I can’t say I’ve paid enough attention over the years to know if Pep Guardiola has a habit of sticking by underperforming players out of a heightened sense of loyalty tied to what they do in training/who they are as a person but it was certainly one of Arsene Wenger’s biggest faults. He was too loyal to players who didn’t deserve it.

As the Arsenal team was announced on Sunday ahead of the Burnley game there were groans of unsurprised dissatisfaction.

Everybody who was available from the team that made a Horlicks of things at White Hart Lane was named in the starting lineup, the only change enforced with Mohamed Elneny replacing Thomas Partey.

The team that started against Burnley was as close to Mikel Arteta’s preferred starting XI as we can get.

While we have seen there are players Arteta is only too happy to throw under the bus, there are others who start no matter what.

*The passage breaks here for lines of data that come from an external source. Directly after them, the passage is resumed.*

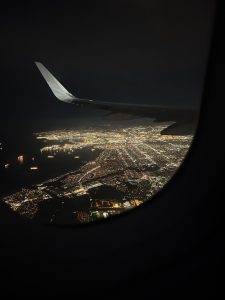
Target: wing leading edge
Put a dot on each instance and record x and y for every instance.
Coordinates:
(185, 119)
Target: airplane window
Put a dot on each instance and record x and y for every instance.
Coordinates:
(103, 104)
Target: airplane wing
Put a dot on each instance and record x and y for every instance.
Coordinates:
(185, 120)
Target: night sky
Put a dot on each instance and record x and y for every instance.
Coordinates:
(152, 52)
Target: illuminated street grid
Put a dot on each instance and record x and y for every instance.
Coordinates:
(135, 162)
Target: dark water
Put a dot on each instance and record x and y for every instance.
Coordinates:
(18, 176)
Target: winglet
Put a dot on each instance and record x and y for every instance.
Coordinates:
(58, 90)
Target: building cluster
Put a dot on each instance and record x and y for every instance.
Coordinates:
(132, 165)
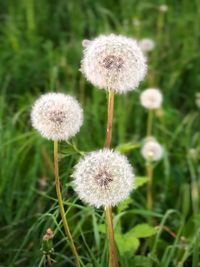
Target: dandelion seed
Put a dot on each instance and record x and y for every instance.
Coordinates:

Serious questions have to be asked, for instance, about Willian’s contract. Does it contain an obligation to start? What other reason can there be for his continued inclusion? It’s certainly not his creative input.

Then there’s the likes of Granit Xhaka who seems to get selected no matter how poorly he plays.

The problem with basing all your selections on what you see in training is that you ignore the fact that training is not a high pressure situation.

I can practice a speech to perfection in my living room but it means nothing if I end up forgetting my words when faced with the faces of real people.

Wenger was far too loyal to far too many players during his time at Arsenal. Along with his stubbornness, which grew with his age, it was perhaps his biggest flaw.

Loyalty, when used right, is an incredibly powerful tool.

Loyalty for loyalty’s sake, however, never leads anywhere good.